Por un breve instante, volvieron a la mente de Langdon la imagen de la cámara de reflexión en el sótano del Capitolio y su momentánea idea de que podía contener un portal hacia una gigantesca caverna subterránea.
—Solamente mira, Robert. —Solomon lo empujó hacia el cristal—. Y prepárate, porque estoy seguro de que vas a llevarte una sorpresa.
Sin saber qué esperar, Langdon avanzó hacia el cristal. Mientras se acercaba, Peter apagó la linterna, sumiendo la pequeña cámara en la más completa oscuridad.
A la espera de que sus ojos se adaptaran, Langdon buscó a tientas la pared y el cristal y, cuando los halló, acercó un poco más la cara al portal transparente.
Al otro lado, seguía sin distinguir nada más que oscuridad.
Se aproximó un poco más y apretó la cara contra el cristal.
Entonces, lo vio.
La oleada de conmoción y desorientación que le azotó el organismo le llegó hasta la médula y volvió del revés su brújula interna. Estuvo a punto de caer de espaldas, mientras su mente se esforzaba por aceptar la visión completamente inesperada que se abría ante sus ojos. Ni siquiera dando rienda suelta a toda su fantasía habría sido capaz Robert Langdon de adivinar lo que había al otro lado del cristal.
Tenía ante sí un espectáculo glorioso.
Allí, en la oscuridad, una brillante luz blanca resplandecía como una gema reluciente.

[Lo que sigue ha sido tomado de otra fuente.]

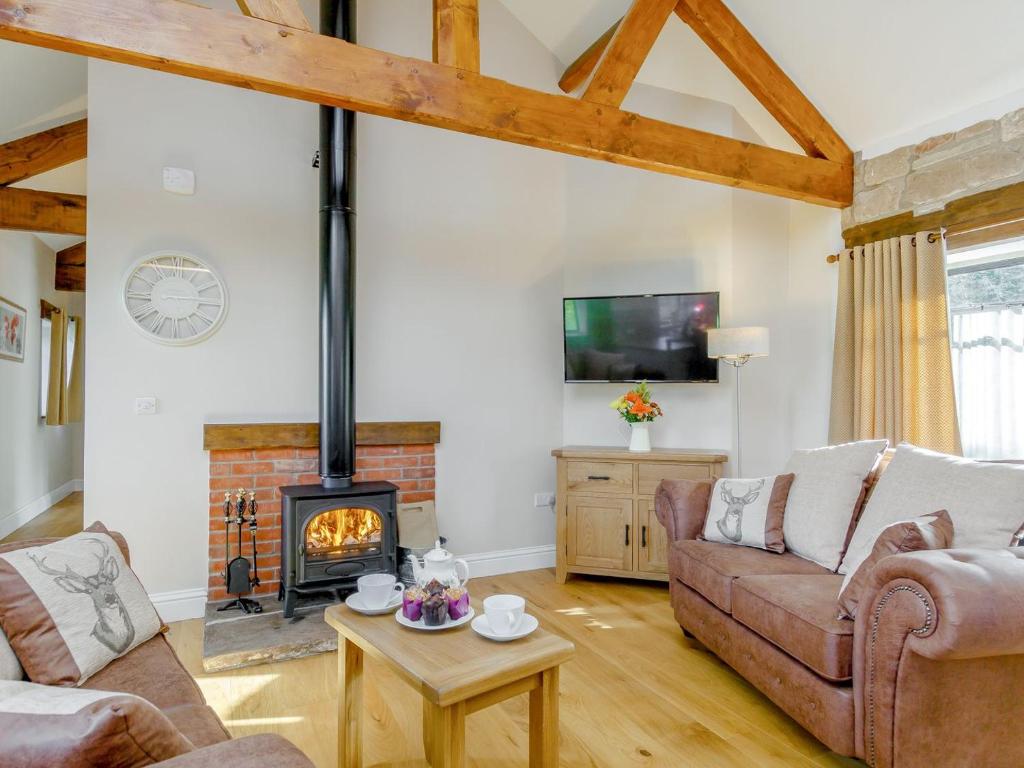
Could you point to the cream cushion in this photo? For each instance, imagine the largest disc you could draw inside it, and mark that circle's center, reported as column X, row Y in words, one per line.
column 985, row 501
column 825, row 495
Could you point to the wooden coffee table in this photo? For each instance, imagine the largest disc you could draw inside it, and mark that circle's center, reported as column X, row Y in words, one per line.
column 458, row 673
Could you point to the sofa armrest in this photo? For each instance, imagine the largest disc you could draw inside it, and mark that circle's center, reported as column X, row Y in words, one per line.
column 974, row 599
column 933, row 627
column 681, row 507
column 263, row 751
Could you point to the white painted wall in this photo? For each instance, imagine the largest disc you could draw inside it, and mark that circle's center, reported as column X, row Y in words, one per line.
column 466, row 247
column 38, row 464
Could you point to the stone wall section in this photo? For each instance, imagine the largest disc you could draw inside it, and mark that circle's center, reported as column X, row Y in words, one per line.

De pronto, Langdon lo comprendió todo: la barrera en el sendero de acceso, los guardias en la entrada principal, la pesada puerta metálica de la entrada, las puertas automáticas que zumbaban al abrirse o cerrarse, la desagradable sensación en la boca del estómago, la pérdida de equilibrio y la diminuta cámara de piedra donde ahora se encontraban.
—Robert —susurró Peter tras él—, a veces un cambio de perspectiva es lo único que se necesita para ver la luz.

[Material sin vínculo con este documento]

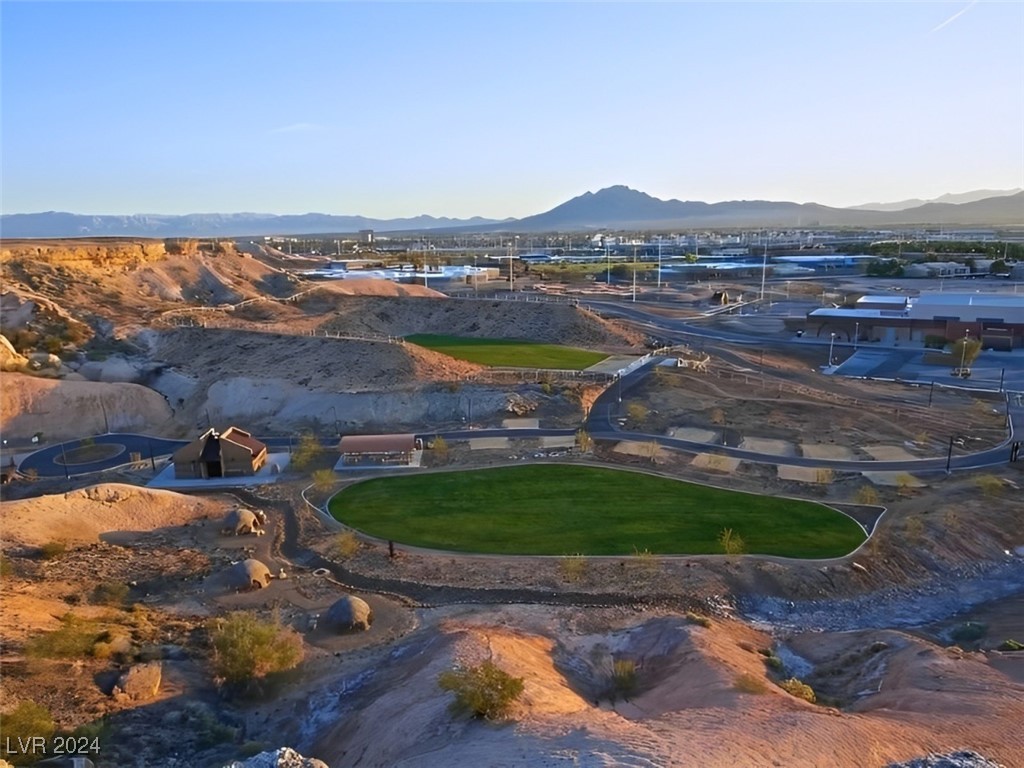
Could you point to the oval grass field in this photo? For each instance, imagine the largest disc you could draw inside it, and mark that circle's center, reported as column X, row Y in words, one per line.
column 562, row 509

Sin poder articular palabra, Langdon miraba fascinado por la ventana. Su mirada viajó por la oscuridad de la noche, atravesando casi dos kilómetros de espacio vacío, y descendió más… y todavía más…, a través de la oscuridad…, hasta posarse sobre la cúpula refulgente y blanquísima del Capitolio de Washington.
Nunca había visto el Capitolio desde esa perspectiva, a ciento setenta metros de altura, en la cúspide del gran obelisco egipcio de la capital estadounidense. Esa noche, por primera vez en su vida, había montado en el ascensor que sube hasta el minúsculo mirador…, situado en la cima del Monumento a Washington.